Yes, depression is known to be hereditary so depression may occur in some people who have a particular genetic makeup that make them more likely to develop depression. However, the exact nature of these genetic characteristics is not known. Other factors may contribute to an individual’s likelihood of experiencing depression. Some of these risk factors include:
- Individuals suffering from certain medical illnesses such as stroke, heart attack, cancer, Parkinson’s disease, and hormonal disorders
- Individuals experiencing a serious loss, difficult relationship, financial problem, or any stressful change in life pattern.
- Individuals taking certain medications that may increase vulnerability to depression
- Both the use of substances of abuse and the withdrawal from these substances can induce depression
- The experience of trauma, at any time of life, has been found to increase the likelihood of experiencing depression
What are the symptoms of depression?
According to the standard diagnosis guide (DSM-IV-TR) published by the American Psychiatric Association, depression is diagnosed when an individual is experiencing either a depressed mood or a loss of interest or pleasure plus four or more of the following depression symptoms during the same two-week period:
- Significant weight loss (when not dieting) or weight gain (a change of more than five percent of body weight in a month)
- Significant increase or decrease in appetite
- Excessive sleepiness or insomnia
- Agitation and restlessness
- Fatigue or loss of energy nearly every day
- Feelings of worthlessness or excessive and inappropriate guilt nearly every day
- Diminished ability to think, concentrate, or make decisions
- Recurrent thoughts of death or suicide
If you feel you are experiencing any of these depression symptoms, contact your doctor and speak with them about your depression treatment options.
What is Transcranial Magnetic Stimulation?
Transcranial Magnetic Stimulation uses short pulses of magnetic fields to stimulate nerve cells in the area of the brain thought to control mood. These pulsed magnetic fields may have a positive effect on the brain’s neurotransmitters levels. Treating depression with transcranial magnetic stimulation, also referred to as TMS Therapy, may provide an alternative depression treatment for those who have not benefitted from prior antidepressant medication.
What are the current approved treatments for depression?
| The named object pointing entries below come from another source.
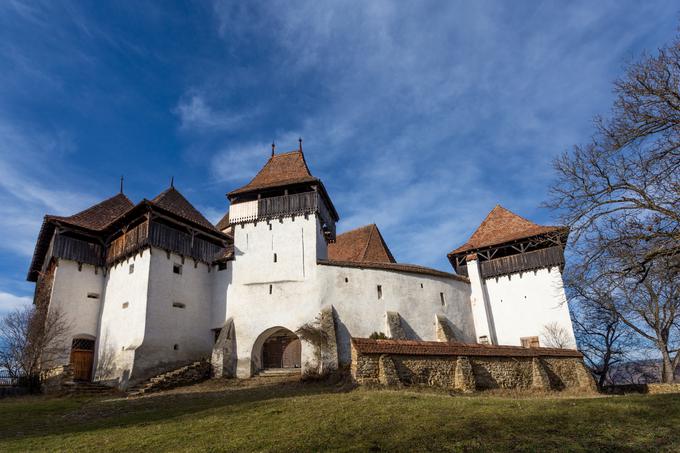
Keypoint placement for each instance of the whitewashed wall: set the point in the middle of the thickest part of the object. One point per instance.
(415, 297)
(166, 325)
(121, 330)
(300, 289)
(523, 304)
(69, 296)
(294, 296)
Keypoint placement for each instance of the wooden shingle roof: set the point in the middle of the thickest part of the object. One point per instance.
(501, 226)
(363, 244)
(99, 216)
(172, 201)
(223, 223)
(280, 170)
(95, 219)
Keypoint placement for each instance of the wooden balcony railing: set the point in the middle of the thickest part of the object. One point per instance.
(78, 250)
(163, 237)
(522, 262)
(282, 206)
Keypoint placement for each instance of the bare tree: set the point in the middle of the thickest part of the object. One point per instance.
(624, 186)
(620, 194)
(31, 340)
(601, 336)
(313, 333)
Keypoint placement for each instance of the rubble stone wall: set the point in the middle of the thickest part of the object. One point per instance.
(473, 372)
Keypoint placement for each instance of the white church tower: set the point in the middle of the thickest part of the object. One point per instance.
(281, 223)
(515, 271)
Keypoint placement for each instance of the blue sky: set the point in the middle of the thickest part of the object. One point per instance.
(418, 116)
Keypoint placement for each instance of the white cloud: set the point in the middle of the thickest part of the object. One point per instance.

Depression is most often treated with psychotherapy (talk-therapy) and antidepressant medications administered together. Although antidepressants can be effective for many patients, they do not work for everybody. Additionally, since antidepressants are typically taken by mouth, they circulate in the bloodstream throughout the body, often resulting in unwanted side effects. More than 4 million patients do not receive adequate benefit from antidepressant medications and/or cannot tolerate the side effects caused by them. For these patients, alternative treatments are available which usually involve the use of a medical device. These treatments include: transcranial magnetic stimulation (TMS), electroconvulsive therapy (ECT) and vagus nerve stimulation (VNS).
- Kessler, RC, et al. Prevalence, severity, and comorbidity of twelve-month DSM-IVdisorders in the National Comorbidity Survey Replication (NCS-R). Archives of General Psychiatry, 2005 Jun: 62 (6):617-27.
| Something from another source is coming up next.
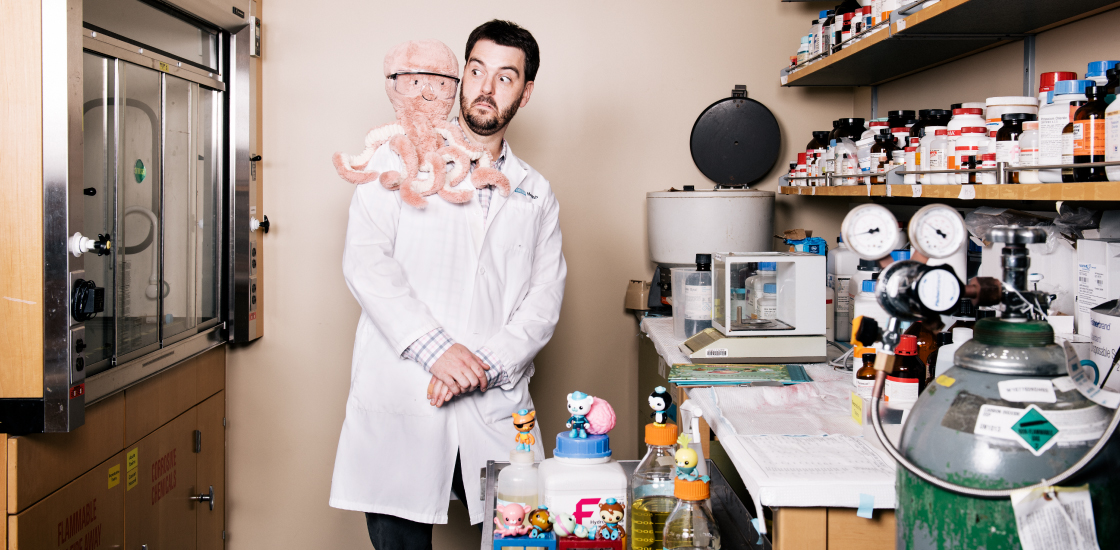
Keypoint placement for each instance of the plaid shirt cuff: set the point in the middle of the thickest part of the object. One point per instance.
(429, 347)
(496, 374)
- Greenberg, PE, et al. The economic burden of depressive disorders in the United States: How did it change between 1990 and 2000? Journal of Clinical Psychiatry. 2003; 64 (12): 1465-1475.
- Murray CJ, Lopez AD. Evidence-based health policy – lessons from the Global Burden of Disease Study. Science. 1996; 274 (5288): 740-743.
- Heron, Melonie, et al. Deaths: Final Data for 2006. National Vital Statistics Reports, 57 (14). April 17, 2009.